1. En 2016, le maire de la commune de Moffans-et-Vacheresse a cédé à titre onéreux le local adjacent à la propriété de Mme B... A..., afin de permettre l'installation d'un salon de coiffure à compter de 2017. Le 14 juin 2018, deux emplacements de stationnement publics ont été aménagés sur le domaine public communal situé devant la maison de Mme B... A.... La place située devant la porte de garage de Mme B... A... lui a été réservée. Par lettre recommandée, reçue le 26 octobre 2019, Mme B... A... a adressé au maire de Moffans-et-Vacheresse une demande préalable indemnitaire afin d'obtenir réparation des préjudices subis du fait des emplacements de stationnement litigieux. Par un jugement n° 2000042 du 15 juin 2021, le tribunal administratif de Besançon a condamné la commune de Moffans-et-Vacheresse à verser à Mme B... A... la somme de 1 500 euros au titre du préjudice de jouissance subi et lui a enjoint de faire construire des ouvrages permettant l'accès piéton de Mme B... A... à sa propriété tout en conservant les places de stationnement. Mme B... A... relève appel de ce jugement en tant que celui-ci a limité son indemnisation à la somme de 1 500 euros au titre des préjudices subis et n'a pas fait droit à sa demande de mesures visant à faire cesser les nuisances résultant de cette implantation. Par la voie de l'appel incident, la commune de Moffans-et-Vacheresse sollicite l'annulation de l'article premier de ce jugement par lequel elle a été condamnée à verser à Mme B... A... une somme de 1 500 euros en réparation de son préjudice de jouissance.

Sur la régularité du jugement :

2. En premier lieu, il ressort des termes du jugement que le seul préjudice de jouissance retenu par le tribunal résulte du fait que la configuration des emplacements de stationnement créés par la commune de Moffans-et-Vacheresse au droit de la maison d'habitation de la requérante amenait les véhicules à stationner à environ une trentaine de centimètres de sa porte d'entrée. Pour mettre fin à ce trouble, il a enjoint à la commune de Moffans-et-Vacheresse de procéder à la réalisation d'ouvrages de nature à permettre le libre accès de la requérante à sa maison, en dégageant le perron de sa porte de l'éventualité de la présence de véhicules. Ils ont ainsi répondu aux conclusions à fin d'injonction de la demande de Mme B... A... en prescrivant les mesures propres à mettre fin au préjudice que le tribunal a reconnu qui n'impliquait pas la suppression des emplacements litigieux. Mme B... A... n'est par suite pas fondée à soutenir que le jugement attaqué est entaché d'irrégularité au motif que les premiers juges auraient omis de statuer sur ses conclusions présentées à fin d'injonction.

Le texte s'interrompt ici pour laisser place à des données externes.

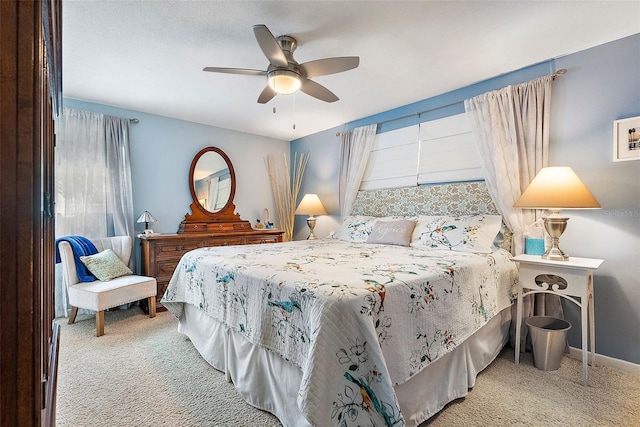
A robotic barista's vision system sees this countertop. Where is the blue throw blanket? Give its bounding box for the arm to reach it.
[56,236,98,282]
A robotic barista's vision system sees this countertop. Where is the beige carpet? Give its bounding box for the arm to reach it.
[57,307,640,427]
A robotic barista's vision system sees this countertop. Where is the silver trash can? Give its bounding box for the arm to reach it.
[526,316,571,371]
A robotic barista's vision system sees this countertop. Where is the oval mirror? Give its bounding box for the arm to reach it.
[191,147,235,213]
[178,147,251,233]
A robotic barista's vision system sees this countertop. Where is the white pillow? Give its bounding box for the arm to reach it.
[367,219,416,246]
[411,215,502,254]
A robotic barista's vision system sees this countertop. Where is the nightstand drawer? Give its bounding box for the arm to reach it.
[156,240,205,260]
[156,258,180,281]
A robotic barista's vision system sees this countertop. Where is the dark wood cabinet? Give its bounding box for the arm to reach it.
[140,230,283,311]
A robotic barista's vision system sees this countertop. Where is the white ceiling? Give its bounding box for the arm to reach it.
[63,0,640,141]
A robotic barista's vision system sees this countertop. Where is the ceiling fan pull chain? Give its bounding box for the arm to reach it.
[292,93,296,130]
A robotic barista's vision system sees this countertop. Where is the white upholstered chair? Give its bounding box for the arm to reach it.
[58,236,157,337]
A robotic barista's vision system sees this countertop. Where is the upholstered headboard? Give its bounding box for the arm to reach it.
[351,181,499,217]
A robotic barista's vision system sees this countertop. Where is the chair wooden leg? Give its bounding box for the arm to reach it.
[149,296,156,317]
[96,310,104,337]
[67,307,78,325]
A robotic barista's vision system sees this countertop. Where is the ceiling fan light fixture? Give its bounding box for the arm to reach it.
[268,70,302,95]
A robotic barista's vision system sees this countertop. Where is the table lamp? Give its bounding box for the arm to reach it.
[513,166,601,261]
[136,211,157,234]
[295,194,327,240]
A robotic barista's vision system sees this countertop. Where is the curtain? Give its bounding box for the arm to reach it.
[55,108,134,317]
[464,76,563,351]
[339,124,378,218]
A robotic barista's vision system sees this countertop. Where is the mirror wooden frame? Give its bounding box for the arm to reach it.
[178,147,251,233]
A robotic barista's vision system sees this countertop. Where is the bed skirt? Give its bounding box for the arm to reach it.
[178,304,511,427]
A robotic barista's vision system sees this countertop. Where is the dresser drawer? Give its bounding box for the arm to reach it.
[206,237,245,246]
[156,240,204,260]
[247,236,281,245]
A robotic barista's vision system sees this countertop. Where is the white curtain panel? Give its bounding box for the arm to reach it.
[339,124,378,218]
[464,76,564,351]
[55,108,134,317]
[464,76,553,255]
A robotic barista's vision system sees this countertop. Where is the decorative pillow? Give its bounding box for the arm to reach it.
[411,215,502,254]
[80,249,133,281]
[367,219,416,246]
[336,215,376,243]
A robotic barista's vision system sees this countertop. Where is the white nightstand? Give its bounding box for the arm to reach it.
[512,254,604,386]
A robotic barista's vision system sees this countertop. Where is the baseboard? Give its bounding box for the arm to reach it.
[569,346,640,375]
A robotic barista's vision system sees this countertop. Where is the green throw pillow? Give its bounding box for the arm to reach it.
[80,249,133,281]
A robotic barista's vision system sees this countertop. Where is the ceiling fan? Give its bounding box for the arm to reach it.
[203,25,360,104]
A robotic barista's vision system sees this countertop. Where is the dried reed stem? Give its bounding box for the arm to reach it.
[264,153,309,242]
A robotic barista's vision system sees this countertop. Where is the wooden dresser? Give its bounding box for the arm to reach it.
[140,230,283,311]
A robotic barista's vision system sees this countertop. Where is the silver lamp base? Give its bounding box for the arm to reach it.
[542,211,569,261]
[307,215,317,240]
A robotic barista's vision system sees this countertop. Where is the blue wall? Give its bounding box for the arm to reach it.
[291,34,640,364]
[63,99,290,268]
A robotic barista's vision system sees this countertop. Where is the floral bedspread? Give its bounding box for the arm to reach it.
[162,240,517,426]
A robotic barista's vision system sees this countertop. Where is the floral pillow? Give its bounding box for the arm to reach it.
[411,215,502,253]
[80,249,133,281]
[367,219,416,246]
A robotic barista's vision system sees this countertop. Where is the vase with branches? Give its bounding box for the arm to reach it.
[265,152,309,242]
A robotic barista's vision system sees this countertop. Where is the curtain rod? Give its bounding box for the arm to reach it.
[336,68,567,136]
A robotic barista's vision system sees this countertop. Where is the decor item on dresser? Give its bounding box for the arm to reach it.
[138,147,283,311]
[264,153,309,242]
[162,183,517,426]
[178,147,251,233]
[136,211,158,234]
[57,236,157,337]
[295,194,327,240]
[613,116,640,162]
[513,166,600,261]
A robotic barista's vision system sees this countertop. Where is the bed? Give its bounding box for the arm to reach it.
[162,183,517,426]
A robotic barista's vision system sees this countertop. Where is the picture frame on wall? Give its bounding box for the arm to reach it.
[613,116,640,162]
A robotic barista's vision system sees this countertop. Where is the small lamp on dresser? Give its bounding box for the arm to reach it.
[136,211,157,234]
[295,194,327,240]
[513,166,600,261]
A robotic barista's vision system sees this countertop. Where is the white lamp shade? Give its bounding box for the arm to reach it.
[513,166,601,210]
[296,194,327,216]
[136,211,157,222]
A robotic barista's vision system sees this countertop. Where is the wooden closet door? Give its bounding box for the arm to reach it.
[0,0,62,426]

3. En second lieu, il résulte de l'instruction que Mme B... A... a sollicité en première instance la condamnation de la commune de Moffans-et-Vacheresse sur le fondement des dommages permanents causés par un ouvrage public et faisait valoir les différents préjudices de jouissance subis du fait de cet ouvrage public. La commune de Moffans-et-Vacheresse n'est par suite pas davantage fondée à soutenir que le jugement est irrégulier au motif que non saisis de conclusions tendant à la réparation d'un préjudice de jouissance les premiers juges auraient statué ultra petita.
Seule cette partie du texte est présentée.